Data Mining (Unit 1)

WHAT IS DATA MINING

Extracting knowledge from huge amount of data is known as data mining
Data mining is also known as “knowledge Discovery from Data” (KDD). Data mining is useful in many fields like ecommerce, business, agriculture & health care. There is huge amount of data is coming from different sources, mining that data gives some insights through those insight business can be improved, best quality of products will be produced, human life will become very happy also. If we have sales information of an outlet then by applying the mining we can analyse the sales, we can predict the sales also. If we have weather data we can analyse and mine important patterns. We can predict the future (next) weather condition which will be useful for formers.

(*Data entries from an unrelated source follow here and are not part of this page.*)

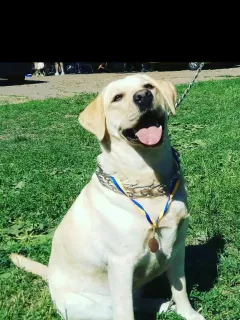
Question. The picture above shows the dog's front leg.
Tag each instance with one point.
(120, 275)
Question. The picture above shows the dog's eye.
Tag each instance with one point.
(148, 86)
(118, 97)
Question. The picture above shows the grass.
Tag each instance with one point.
(46, 159)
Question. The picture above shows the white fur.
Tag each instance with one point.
(99, 251)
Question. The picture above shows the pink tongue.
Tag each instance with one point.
(149, 136)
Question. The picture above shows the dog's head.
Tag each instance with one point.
(133, 109)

APPLICATION OF DATA MINING

  • Market Analysis
  • Market Basket Analysis
  • Market Segmentation
  • Target Market Analysis
  • Risk Analysis and Risk Prediction
  • Health Care Industry

DATA MINING ACTIVITIES

Data Mining Activities are divided into 2 categories
  • Descriptive Data Mining
  • Predictive Data Mining
DESCRIPTIVE DATA MINING:
In this the data is analysed, classified, clustered, Association mining is carried out, in descriptive mining data is analysed and the visualisation is projected.
PREDICTIVE DATA MINING
In predictive data mining after analysis of data forecasting, anticipation or prediction will be done. If we have sales data of a store then we can predict the sales of next coming days.

ACTIVITIES OF DATA MINING

  • Classification
  • Clustering
  • Association Rule mining
  • Finding Frequent Patterns
  • Prediction

DATA MINING PROCESS ALSO known AS KDD

Data mining process includes 7 steps. Those are
  1. Data Cleaning:
    If the data which we want to mine is having missing data, noisy data and uncertain data. Then the data must be cleaned. Here cleaning means filling the data, removing the noise etc. If the data is not cleaned and if we proceed with data mining process then the data mining results may not be accurate or correct. So in order to get good accuracy or result we have to do data cleaning. Data cleaning also known as data preprocessing.
  2. Data Integration
    Data integration is combining data which is collected from different sources. If means if the data is collected from different sources then combing the data to make one form is called as data integration.
  3. Data Selection
    After combining the data we have to extract some data from the whole collected data. This is called as data selection.
  4. Data Transformation
    Converting data form one form to another form is called as data transformation. In this data transformation stage is the data set consists of true/false or Yes/No then that will be converted as 1/0 format. This process is called as Data Transformation.
  5. Data Mining
    Extraction of knowledge or patterns from the huge Data is called as Data Mining. In this step actual data mining will be done.
  6. Pattern Evaluation
    In the process of data mining pattern evaluation is one important step. In this step the patterns are evaluation to make out data mining is trustable or not.
  7. Visualization
    In the process of data mining visualization is last and final step. In this phase the data is visualized with different graphs. This will give a clear glance of the data.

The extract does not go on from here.